From October 1 this year, the pension scheme for private sector workers will start amid negotiations on the latest hike in minimum wage (between $197 and $200) from $194, effective January 1, 2023.
GMAC’s Ken Loo has previously told The Post that the new expenses are worrying, apart from apparently high operating costs.
According to statistics, Loo said, the profit margin is “very low” in view of the ratio of value added versus wages and other labour-related costs.

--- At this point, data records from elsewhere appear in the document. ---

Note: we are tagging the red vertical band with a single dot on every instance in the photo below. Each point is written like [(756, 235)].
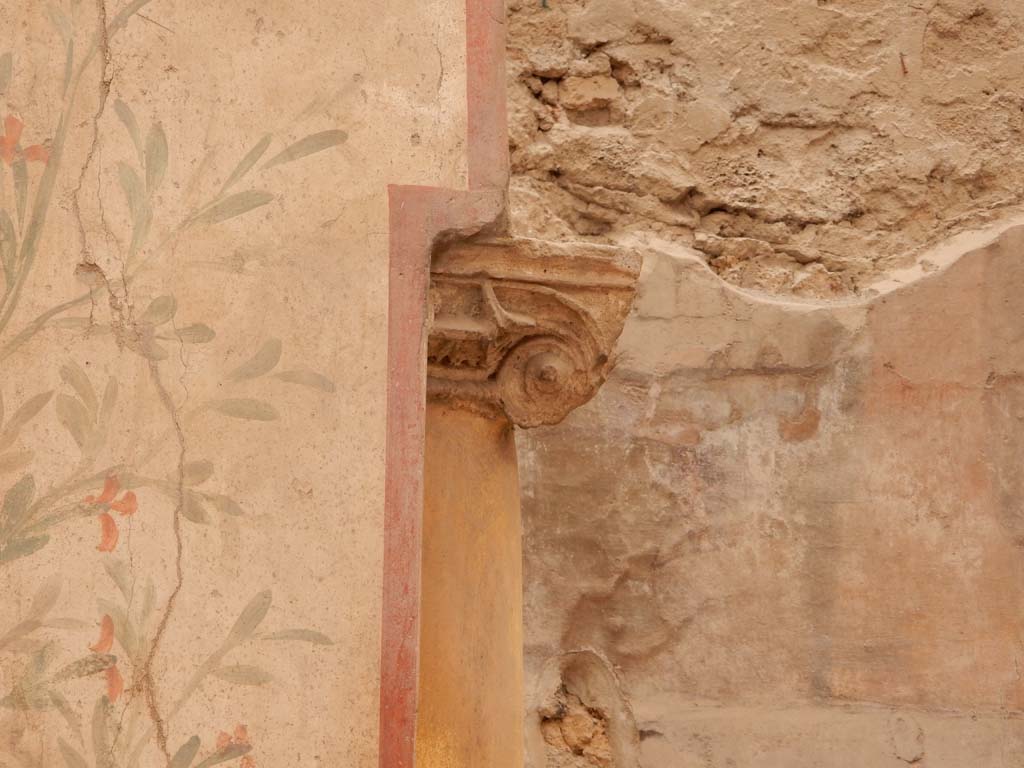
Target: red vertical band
[(417, 216)]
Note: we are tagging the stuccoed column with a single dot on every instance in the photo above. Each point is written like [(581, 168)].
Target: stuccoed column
[(522, 333)]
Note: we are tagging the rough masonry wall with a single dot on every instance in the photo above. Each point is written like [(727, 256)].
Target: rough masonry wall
[(802, 146), (786, 532)]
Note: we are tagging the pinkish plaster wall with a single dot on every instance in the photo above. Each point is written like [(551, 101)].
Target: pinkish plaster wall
[(787, 532)]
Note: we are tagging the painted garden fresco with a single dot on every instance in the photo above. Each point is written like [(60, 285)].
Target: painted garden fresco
[(133, 415)]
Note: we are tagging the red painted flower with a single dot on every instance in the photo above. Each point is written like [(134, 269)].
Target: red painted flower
[(125, 506), (240, 736), (115, 683), (10, 146)]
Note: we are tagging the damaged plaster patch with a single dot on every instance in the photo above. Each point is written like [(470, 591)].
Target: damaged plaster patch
[(580, 717), (805, 148)]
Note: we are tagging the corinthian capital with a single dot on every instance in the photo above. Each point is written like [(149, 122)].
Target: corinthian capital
[(525, 327)]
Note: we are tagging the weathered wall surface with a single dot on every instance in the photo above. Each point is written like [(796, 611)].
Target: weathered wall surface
[(194, 242), (800, 146), (787, 534)]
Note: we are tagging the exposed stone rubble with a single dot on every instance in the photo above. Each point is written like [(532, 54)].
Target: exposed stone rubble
[(802, 147)]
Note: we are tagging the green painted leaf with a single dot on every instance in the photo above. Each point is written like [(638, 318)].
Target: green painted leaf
[(307, 378), (193, 509), (91, 665), (161, 309), (60, 22), (75, 418), (197, 334), (148, 347), (225, 505), (72, 758), (196, 473), (138, 205), (236, 205), (23, 548), (185, 754), (262, 363), (251, 616), (26, 413), (16, 502), (76, 378), (6, 67), (222, 756), (242, 674), (14, 461), (308, 636), (156, 158), (67, 712), (128, 119), (251, 159), (245, 408), (8, 247), (20, 172), (308, 145)]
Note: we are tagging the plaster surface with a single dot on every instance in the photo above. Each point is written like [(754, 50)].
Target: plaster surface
[(787, 532), (195, 242)]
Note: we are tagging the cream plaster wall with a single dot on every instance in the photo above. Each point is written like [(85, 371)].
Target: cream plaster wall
[(223, 367)]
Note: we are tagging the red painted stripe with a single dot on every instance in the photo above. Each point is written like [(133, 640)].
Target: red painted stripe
[(418, 215)]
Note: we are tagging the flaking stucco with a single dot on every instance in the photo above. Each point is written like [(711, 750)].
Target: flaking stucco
[(193, 369)]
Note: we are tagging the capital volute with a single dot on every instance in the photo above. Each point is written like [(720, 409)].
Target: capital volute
[(525, 328)]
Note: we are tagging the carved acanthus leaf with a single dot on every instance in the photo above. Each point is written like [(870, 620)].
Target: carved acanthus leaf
[(525, 327)]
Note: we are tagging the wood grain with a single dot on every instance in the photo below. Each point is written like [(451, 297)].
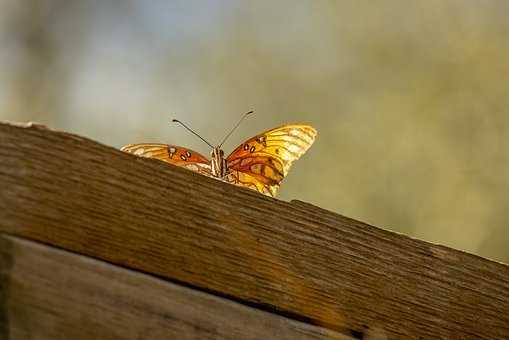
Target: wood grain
[(54, 294), (291, 258)]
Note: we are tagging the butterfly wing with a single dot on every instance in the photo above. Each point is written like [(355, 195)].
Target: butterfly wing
[(172, 154), (263, 161)]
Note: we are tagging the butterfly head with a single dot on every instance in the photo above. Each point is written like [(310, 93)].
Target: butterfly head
[(218, 162)]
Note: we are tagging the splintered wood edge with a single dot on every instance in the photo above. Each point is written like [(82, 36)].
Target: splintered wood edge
[(56, 294), (289, 258)]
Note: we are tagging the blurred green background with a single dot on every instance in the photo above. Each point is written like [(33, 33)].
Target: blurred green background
[(410, 98)]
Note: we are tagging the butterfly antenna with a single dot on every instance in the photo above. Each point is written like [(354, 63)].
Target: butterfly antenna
[(235, 127), (194, 133)]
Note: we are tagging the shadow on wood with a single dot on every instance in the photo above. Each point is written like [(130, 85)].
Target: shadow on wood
[(292, 259)]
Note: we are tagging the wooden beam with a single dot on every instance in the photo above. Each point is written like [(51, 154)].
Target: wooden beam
[(53, 294), (291, 258)]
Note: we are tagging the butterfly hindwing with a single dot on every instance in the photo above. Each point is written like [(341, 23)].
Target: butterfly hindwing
[(172, 154), (264, 160)]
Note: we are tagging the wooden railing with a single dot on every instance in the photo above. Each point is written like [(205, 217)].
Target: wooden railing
[(99, 244)]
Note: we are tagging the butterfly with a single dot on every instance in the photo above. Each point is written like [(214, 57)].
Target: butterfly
[(260, 163)]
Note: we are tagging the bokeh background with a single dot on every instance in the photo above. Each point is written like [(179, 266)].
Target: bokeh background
[(410, 98)]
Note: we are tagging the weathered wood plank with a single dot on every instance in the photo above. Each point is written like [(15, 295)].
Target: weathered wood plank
[(53, 294), (288, 257)]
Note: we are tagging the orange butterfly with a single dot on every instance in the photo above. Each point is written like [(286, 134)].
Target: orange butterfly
[(260, 163)]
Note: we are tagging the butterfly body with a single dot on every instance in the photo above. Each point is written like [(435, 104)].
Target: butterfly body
[(260, 163)]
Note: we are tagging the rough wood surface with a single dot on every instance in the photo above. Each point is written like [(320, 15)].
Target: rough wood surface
[(291, 258), (53, 294)]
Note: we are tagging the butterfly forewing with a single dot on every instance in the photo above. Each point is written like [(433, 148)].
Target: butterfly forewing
[(172, 154), (264, 160)]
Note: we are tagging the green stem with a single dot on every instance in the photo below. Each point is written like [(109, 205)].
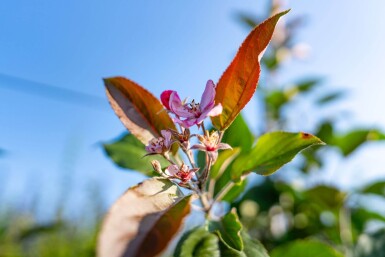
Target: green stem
[(222, 193)]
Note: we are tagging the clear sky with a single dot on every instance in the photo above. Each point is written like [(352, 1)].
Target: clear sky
[(52, 137)]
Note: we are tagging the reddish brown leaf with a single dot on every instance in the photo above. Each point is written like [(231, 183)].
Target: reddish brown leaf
[(143, 220), (239, 82), (140, 111)]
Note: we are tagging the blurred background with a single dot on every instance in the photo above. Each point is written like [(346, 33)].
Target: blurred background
[(322, 74)]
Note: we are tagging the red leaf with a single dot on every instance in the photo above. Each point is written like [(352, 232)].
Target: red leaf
[(239, 82), (140, 111), (143, 220)]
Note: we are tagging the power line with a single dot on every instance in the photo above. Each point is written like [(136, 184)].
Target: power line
[(52, 92)]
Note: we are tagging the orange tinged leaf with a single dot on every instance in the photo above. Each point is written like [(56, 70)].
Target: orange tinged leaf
[(239, 82), (143, 220), (140, 111)]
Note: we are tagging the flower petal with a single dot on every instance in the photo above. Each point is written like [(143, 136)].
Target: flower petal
[(165, 98), (172, 170), (167, 138), (223, 146), (189, 122), (215, 111), (213, 155), (178, 108), (207, 100), (198, 147)]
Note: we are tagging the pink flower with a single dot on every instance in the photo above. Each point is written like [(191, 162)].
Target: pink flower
[(193, 113), (161, 144), (183, 173), (211, 145)]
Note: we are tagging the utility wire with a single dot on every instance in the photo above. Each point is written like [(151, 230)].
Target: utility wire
[(52, 92)]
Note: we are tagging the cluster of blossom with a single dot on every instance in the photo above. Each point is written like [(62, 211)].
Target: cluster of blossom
[(187, 114)]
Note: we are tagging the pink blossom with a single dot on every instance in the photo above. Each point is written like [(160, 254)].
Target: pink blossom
[(189, 114), (161, 144), (183, 173), (211, 145)]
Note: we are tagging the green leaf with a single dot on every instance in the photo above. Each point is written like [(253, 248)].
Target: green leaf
[(228, 230), (150, 213), (252, 248), (326, 197), (239, 82), (371, 245), (352, 140), (272, 151), (198, 242), (360, 217), (377, 188), (236, 190), (224, 160), (305, 248), (239, 134), (330, 97), (140, 111), (128, 152)]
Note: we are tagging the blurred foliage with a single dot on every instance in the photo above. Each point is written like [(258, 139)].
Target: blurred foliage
[(274, 210), (284, 216), (21, 235)]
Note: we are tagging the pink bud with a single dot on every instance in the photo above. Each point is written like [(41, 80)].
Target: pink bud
[(165, 98)]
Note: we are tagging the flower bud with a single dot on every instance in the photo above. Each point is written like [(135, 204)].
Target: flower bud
[(156, 165)]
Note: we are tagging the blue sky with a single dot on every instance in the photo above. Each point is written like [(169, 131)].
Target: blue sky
[(52, 143)]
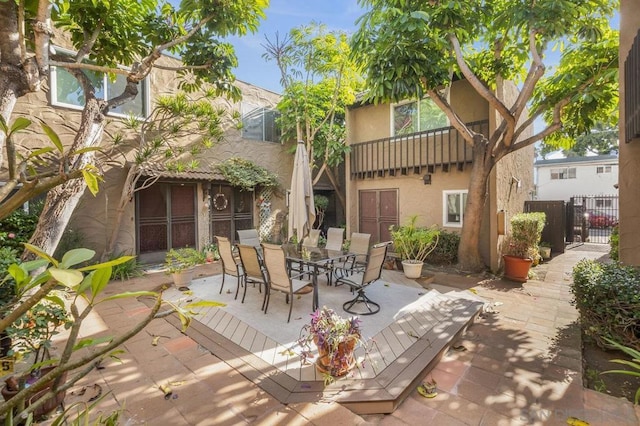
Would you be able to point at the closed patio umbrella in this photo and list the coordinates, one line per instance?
(302, 210)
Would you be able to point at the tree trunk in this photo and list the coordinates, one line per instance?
(469, 251)
(62, 200)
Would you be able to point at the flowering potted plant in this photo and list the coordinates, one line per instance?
(336, 338)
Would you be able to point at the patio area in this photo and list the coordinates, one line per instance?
(405, 339)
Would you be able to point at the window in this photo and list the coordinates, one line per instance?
(260, 123)
(563, 173)
(66, 91)
(454, 205)
(414, 116)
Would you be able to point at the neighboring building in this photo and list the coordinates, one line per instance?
(563, 178)
(405, 159)
(629, 61)
(181, 208)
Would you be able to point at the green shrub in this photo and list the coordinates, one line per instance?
(608, 299)
(614, 241)
(446, 252)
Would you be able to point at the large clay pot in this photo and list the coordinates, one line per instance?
(342, 362)
(49, 405)
(516, 268)
(412, 268)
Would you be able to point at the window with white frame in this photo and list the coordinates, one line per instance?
(260, 123)
(67, 92)
(454, 203)
(563, 173)
(417, 116)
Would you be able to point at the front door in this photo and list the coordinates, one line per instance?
(166, 214)
(231, 210)
(378, 211)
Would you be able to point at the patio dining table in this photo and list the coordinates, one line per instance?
(317, 260)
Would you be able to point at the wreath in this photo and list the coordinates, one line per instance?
(220, 202)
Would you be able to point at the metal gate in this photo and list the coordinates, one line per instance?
(592, 218)
(555, 229)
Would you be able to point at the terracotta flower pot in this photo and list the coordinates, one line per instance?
(341, 362)
(516, 268)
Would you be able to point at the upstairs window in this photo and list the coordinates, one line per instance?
(563, 173)
(260, 124)
(454, 203)
(67, 92)
(417, 116)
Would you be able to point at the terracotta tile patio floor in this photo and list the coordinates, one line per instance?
(521, 365)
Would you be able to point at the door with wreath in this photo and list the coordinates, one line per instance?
(231, 210)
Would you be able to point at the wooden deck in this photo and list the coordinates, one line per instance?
(399, 355)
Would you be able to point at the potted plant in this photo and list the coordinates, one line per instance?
(522, 245)
(336, 339)
(32, 335)
(413, 244)
(180, 262)
(210, 251)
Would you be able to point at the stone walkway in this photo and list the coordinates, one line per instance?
(519, 364)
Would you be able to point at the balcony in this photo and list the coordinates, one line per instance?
(417, 153)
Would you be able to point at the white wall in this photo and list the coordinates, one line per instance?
(587, 181)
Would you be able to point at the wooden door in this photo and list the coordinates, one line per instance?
(378, 211)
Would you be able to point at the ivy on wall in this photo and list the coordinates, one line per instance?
(247, 175)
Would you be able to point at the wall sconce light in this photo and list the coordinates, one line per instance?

Ath Thorn, president of Cambodia Labour Confederation, is cognisant of the stress on manufacturers but felt that they “can spend” that sum for workers.
To date, he said, employers have cut 15 days of public holidays and those that fall on Sunday, which means workers lose $111 a year.
When the pension scheme begins, where two per cent of the salary is allocated by the employer and employee, respectively, to the National Social Security Fund, employers would be contributing around $60 a year, which is “not much”, Thorn pointed out.
The pension scheme and minimum wage are not challenges to national competitiveness, Moeun Tola, executive director of Centre for Alliance of Labour and Human Rights (CENTRAL).
He said manufacturers should instead push the government to reconsider the recommendations made by the EU parliament to resolve the alleged systematic labour and human rights abuse.
This, he said, resulted in the partial EBA withdrawal and the delay in the renewal of GSP, which is allegedly linked to the commitment to fix labour issues, including the freedom of association and right to strike.
“These are very important, and manufacturers and the government should make a serious effort [to remedy the situation],” Tola told The Post.
He stressed that the freedom of association in the garment sector and in other sectors, as in the case of the NagaWorld protest, is about the violation of freedom of association and right to collective bargaining.
“It is definitely a domino effect [on preferential trade schemes] which is seen as less compliant or non-compliant to Cambodia’s obligations under International Labour Organisation’s.
“I think manufacturers and state actors must address these. I don’t think the pension fund or wage increase will kill competitiveness but corruption and high operating costs, such as utility, transportation and shipment, are the ones that are weakening national competitiveness,” the labour rights activist said.
New hope
With all these coming to a head as global economy contracts, the garment, travel goods and footwear sector – a mainstay of Cambodia’s economy – might be in for the long haul.
But there is a sliver of hope yet, according to Lim Heng, Cambodia Chamber of Commerce (CCC) vice-president, who said last month that exports to the US are shifting to bicycles, electrical equipment and solar panels.
He told The Post then that “overall exports would be largely shielded by an expected appreciable uptick in orders for other items, especially those from the US for solar panels”.
In addition, new investments with the Council for the Development of Cambodia (CDC) have been in non-garment sub-sectors, such as vehicle assembly industry along with agricultural and mineral processing.
“This offers yet another new hope for Cambodia’s export market,” he was quoted as saying.